Although foodscaping, also known as edible landscaping, is not a new concept, Charlie points out how to easily integrate edibles into the garden without sacrificing beauty by starting small, planting the right plant in the right place, and growing what one likes to eat. Instead of ripping out the current garden, learn where bee balm, which is grown for herbal tea, can be substituted for daisies and where blueberries can be grown instead of azaleas. By planting eggplant for purple fruit to contrast against orange colored marigolds, persimmon trees for fall color, and hardy kiwi vines up a wall, one can enjoy their beauty while harvesting their fruit.
This 176-page book is divided into four chapters with plenty of colored photographs, illustrating innovative ways to use edibles in the garden.
In the first chapter, Ways and Places to Grow Food, Charlie illustrates how edible plants can be used as foundation plants, hedgerows, barriers, and groundcovers, and used in small spaces, flower gardens, and containers.
The second chapter, Foodscaping 101, covers basic landscaping concepts, such as proportion, balance, focal point, and color, in order to maintain the beauty in an edible landscape.
The third chapter, My Favorite Foodscape Plants, list 40 of his favorites, all of which are edible, taste great, fit well into a modern landscape, and serve more than one purpose. A page is devoted to each of the 40 plants, describing how to use the plant in foodscaping, the attractive varieties, good companion plants, and how to grow and harvest the plant. For example, eggplant can offer colors other than purple (e.g., red, purple/white, or white) in the garden; rosemary can be grown as a shrub or a hedge; sweet potato can be grown as a groundcover; and parsley’s green foliage complements scaevola, calibrachoa, and petunias.

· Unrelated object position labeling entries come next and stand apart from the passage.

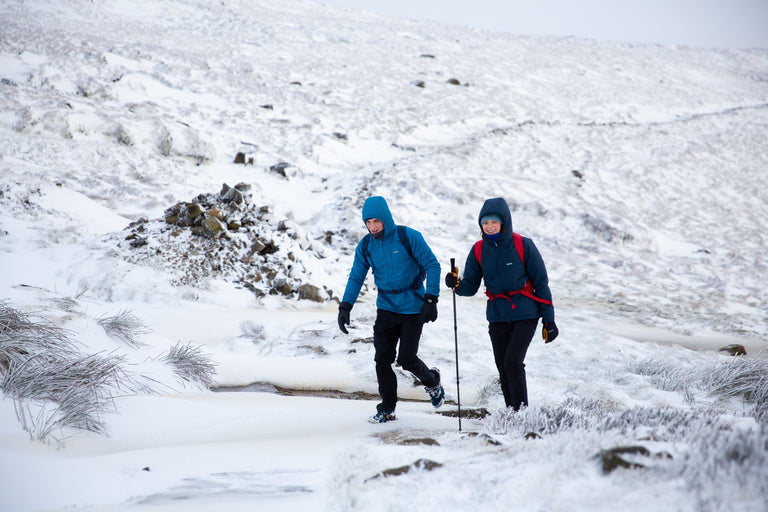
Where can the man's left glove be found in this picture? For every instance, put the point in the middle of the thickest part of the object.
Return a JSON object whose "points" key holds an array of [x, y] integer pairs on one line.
{"points": [[549, 332], [429, 308], [344, 309]]}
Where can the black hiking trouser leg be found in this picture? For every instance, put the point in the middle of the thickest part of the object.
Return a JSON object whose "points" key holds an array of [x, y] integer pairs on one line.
{"points": [[387, 331], [510, 341]]}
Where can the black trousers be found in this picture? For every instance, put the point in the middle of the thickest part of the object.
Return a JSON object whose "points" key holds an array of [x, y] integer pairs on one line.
{"points": [[387, 331], [510, 342]]}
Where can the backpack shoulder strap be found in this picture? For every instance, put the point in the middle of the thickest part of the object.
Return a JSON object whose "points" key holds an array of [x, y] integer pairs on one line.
{"points": [[518, 240], [364, 249], [478, 250], [407, 244]]}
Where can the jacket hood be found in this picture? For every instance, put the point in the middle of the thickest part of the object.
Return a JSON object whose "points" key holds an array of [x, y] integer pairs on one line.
{"points": [[376, 207], [497, 206]]}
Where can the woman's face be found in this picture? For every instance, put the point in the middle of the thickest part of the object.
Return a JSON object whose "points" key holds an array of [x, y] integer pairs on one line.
{"points": [[374, 225], [491, 227]]}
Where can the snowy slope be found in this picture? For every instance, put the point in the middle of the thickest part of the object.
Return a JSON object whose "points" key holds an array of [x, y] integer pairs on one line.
{"points": [[638, 170]]}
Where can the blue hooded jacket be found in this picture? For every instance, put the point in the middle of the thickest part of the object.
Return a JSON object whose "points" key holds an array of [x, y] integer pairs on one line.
{"points": [[393, 267], [503, 271]]}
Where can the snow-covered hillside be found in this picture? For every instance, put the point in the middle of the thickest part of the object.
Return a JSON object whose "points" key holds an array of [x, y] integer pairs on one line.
{"points": [[638, 170]]}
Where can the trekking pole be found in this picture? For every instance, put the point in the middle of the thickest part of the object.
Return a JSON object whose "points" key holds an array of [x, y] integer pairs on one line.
{"points": [[456, 341]]}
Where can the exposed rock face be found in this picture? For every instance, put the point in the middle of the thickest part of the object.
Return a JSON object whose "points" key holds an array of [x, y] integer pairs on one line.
{"points": [[223, 235]]}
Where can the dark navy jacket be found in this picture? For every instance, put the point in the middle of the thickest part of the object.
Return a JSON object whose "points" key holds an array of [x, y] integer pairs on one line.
{"points": [[503, 271], [393, 268]]}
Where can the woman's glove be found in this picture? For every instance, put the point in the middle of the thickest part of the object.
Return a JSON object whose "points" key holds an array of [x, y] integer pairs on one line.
{"points": [[429, 308], [549, 332], [344, 309], [452, 280]]}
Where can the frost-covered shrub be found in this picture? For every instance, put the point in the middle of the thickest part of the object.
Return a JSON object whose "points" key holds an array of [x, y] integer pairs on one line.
{"points": [[742, 378], [727, 469], [738, 377], [191, 364], [52, 385], [124, 326], [573, 414]]}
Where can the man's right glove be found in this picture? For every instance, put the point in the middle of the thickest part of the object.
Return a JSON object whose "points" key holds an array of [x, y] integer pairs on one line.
{"points": [[549, 332], [452, 280], [344, 309]]}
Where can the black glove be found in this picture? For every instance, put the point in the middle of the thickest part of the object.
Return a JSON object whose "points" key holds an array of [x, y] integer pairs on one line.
{"points": [[429, 309], [452, 280], [344, 309], [549, 332]]}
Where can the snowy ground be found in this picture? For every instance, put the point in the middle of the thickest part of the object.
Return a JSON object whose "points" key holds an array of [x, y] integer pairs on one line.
{"points": [[638, 170]]}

In his last chapter, Plant, Grow and Harvest, Charlie covers basics, such as light, soil, seeds, transplants, fertilizing, composting, pests, and harvesting.
The book is a great way to introduce the topic of planting edibles in a typical, modern garden, to see the intrinsic beauty in vegetables and herbs, and to encourage people by making small changes at a time. Charlie Nardozzi is a well-known garden writer, speaker, and television and radio personality living in Vermont. His 20 years of experience in gardening, as well as communications, shines through in this easy-to-read book. Definitely a 5-shovel read.